I recently bought a Yanmar 2000 with a 4' bush hog. Well, to say the least it functions different than the 8N i was used to. 

I was bush hogging a sloped clead cut, found a hole with the left tire, and a stump with the right tire. Needless to say, all did not end well. the tractor decided to come to a stop lying on its left side. I'm fine except my pride.

My question is: I had fluid coming from the drain tube under the seat. the tractor stayed on its side for about an hour so I don't want to run it with low fluid. I am assuming this is hydraulic fluid but was wondering if someone could give me an idea of what all fluids I should check now and where the servicing ports are. The only one I could easily see is by the shifter. I think i need hydraulic fluid JD-303 or equivalent.

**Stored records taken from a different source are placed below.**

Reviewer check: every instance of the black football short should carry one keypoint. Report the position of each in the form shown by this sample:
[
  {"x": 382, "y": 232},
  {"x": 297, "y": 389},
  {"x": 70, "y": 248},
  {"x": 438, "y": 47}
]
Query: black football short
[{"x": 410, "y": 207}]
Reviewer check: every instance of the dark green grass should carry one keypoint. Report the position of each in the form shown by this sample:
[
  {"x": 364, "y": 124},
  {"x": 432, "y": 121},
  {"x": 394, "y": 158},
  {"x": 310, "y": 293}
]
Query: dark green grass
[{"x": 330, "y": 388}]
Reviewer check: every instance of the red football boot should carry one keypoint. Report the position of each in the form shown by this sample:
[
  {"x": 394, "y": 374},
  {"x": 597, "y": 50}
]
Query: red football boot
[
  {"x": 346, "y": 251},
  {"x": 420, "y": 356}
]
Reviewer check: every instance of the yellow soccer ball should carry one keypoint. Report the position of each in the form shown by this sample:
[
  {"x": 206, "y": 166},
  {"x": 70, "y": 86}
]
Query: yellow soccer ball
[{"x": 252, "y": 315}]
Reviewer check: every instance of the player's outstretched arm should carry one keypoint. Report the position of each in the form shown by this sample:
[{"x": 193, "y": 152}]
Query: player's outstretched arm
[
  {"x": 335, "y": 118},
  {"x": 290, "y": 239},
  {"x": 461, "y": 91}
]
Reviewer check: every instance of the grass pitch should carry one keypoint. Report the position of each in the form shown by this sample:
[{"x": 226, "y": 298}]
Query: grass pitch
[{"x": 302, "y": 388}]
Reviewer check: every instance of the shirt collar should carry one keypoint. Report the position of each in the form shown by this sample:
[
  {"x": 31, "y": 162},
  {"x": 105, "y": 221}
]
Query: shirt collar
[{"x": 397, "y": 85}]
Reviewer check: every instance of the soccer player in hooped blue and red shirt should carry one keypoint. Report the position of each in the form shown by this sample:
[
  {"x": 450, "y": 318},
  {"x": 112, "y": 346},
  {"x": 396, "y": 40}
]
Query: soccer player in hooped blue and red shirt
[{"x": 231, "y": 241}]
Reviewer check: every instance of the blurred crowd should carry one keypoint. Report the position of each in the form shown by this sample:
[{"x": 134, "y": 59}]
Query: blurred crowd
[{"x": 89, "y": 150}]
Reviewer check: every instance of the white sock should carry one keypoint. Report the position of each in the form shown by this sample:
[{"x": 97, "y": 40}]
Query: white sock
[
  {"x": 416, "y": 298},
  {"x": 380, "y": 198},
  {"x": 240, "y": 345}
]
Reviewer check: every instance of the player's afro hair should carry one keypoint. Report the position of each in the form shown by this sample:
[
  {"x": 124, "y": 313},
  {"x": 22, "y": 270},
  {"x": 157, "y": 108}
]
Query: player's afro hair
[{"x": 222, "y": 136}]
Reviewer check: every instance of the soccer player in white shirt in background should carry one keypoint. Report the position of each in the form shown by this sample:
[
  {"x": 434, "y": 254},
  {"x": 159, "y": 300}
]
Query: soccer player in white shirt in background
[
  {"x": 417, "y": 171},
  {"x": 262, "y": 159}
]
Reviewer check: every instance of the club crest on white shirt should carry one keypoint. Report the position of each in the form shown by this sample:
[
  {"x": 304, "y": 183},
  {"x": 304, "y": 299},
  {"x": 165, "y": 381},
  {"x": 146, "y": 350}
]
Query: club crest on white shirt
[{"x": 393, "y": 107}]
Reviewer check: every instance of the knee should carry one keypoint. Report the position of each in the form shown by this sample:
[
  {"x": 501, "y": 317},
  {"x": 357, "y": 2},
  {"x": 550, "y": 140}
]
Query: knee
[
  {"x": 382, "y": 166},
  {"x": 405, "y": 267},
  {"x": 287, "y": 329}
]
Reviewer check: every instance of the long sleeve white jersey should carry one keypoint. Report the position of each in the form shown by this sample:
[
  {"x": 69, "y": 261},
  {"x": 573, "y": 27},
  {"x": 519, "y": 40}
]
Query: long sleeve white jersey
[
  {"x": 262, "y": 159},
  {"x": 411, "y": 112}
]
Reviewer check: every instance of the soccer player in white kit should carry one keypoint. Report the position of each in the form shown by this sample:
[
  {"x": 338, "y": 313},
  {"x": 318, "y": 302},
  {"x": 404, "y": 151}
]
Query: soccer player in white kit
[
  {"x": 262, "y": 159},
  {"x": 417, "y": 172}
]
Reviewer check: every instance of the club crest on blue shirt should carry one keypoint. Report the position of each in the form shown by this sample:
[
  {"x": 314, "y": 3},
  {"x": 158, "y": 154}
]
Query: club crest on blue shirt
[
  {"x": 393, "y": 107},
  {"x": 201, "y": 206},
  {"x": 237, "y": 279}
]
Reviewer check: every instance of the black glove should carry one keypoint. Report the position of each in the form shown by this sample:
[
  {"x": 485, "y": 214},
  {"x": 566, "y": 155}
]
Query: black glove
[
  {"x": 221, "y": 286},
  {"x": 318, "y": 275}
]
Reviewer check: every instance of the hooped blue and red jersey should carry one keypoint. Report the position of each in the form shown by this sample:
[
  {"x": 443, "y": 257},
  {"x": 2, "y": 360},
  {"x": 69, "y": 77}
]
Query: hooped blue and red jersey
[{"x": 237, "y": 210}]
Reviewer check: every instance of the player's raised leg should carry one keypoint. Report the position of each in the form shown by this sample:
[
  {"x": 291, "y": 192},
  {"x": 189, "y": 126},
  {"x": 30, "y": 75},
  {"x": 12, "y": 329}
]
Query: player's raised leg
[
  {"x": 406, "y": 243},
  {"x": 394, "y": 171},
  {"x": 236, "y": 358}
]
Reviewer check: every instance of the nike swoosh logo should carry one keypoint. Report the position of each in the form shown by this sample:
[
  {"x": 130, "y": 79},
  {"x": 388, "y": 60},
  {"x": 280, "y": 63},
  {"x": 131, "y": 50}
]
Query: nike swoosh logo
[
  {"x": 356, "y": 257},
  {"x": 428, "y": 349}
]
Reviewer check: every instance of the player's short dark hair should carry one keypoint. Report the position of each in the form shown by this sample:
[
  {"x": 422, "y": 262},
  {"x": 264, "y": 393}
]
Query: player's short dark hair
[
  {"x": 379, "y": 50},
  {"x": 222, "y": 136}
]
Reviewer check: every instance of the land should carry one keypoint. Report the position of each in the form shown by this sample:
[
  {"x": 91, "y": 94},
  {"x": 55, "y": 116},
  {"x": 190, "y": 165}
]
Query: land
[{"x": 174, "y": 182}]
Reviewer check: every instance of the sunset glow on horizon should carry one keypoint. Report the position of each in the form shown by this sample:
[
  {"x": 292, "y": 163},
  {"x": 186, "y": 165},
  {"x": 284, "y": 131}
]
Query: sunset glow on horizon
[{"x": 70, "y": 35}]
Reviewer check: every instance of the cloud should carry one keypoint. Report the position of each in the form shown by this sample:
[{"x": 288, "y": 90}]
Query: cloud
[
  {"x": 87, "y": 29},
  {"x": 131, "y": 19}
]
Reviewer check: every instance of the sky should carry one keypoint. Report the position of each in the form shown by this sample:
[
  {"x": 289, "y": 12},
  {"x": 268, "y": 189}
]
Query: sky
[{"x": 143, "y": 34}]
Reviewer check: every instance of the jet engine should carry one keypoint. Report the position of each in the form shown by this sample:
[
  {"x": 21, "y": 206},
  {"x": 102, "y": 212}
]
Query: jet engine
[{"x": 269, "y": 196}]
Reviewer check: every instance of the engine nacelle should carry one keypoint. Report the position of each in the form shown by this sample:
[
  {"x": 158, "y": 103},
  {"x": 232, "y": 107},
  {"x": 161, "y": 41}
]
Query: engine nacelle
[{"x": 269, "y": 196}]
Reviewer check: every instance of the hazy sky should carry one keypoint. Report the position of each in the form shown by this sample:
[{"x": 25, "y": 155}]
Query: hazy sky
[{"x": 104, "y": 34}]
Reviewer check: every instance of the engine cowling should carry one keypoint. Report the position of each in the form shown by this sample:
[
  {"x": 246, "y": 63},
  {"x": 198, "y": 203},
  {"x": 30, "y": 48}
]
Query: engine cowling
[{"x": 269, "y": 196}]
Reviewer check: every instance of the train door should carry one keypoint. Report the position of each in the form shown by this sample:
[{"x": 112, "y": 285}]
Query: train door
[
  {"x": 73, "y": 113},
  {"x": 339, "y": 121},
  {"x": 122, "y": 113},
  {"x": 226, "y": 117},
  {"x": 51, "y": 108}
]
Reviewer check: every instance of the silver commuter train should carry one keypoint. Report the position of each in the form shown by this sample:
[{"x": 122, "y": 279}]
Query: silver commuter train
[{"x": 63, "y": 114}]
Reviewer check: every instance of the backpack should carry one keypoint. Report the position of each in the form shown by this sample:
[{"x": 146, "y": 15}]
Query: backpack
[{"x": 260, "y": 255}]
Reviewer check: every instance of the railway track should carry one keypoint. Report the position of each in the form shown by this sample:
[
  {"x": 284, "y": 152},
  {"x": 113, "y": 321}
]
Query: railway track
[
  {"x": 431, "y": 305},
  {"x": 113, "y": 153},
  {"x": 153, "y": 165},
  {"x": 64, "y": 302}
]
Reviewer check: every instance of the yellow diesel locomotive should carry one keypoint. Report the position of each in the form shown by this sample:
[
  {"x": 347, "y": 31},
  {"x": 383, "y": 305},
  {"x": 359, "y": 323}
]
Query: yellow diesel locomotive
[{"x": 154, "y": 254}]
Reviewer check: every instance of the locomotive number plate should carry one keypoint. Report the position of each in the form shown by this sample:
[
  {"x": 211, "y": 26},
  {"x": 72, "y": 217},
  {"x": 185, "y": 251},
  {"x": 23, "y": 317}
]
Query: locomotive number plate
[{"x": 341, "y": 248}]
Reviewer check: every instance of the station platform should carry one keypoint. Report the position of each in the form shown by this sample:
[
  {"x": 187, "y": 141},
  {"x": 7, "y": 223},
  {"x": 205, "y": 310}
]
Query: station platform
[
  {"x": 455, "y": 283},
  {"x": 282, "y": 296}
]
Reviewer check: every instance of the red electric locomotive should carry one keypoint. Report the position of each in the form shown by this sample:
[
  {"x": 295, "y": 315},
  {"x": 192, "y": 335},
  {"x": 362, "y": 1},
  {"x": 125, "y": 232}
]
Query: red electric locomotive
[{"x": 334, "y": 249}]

Waiting on my owners manual but that doesnt help me now.

bd


----------



## smavenator

You can use john deere hygard or anything equivalent to JD20C fluid.


----------



## winston

I use Walmarts Super tech hydraulic/transmission oil. I have used Tractor Supplys Traveler brand. Just make sure it is a combination hydraulic/transmission oil. The Dipstick by the shifter is the correct place to fill the transmission. Engine oil and radiator coolant are the only other fluids the 2000 has. 

Do you have your rear tires in the wide stance. They can be moved from side to side without turning around to give a narrow or wide stance.


----------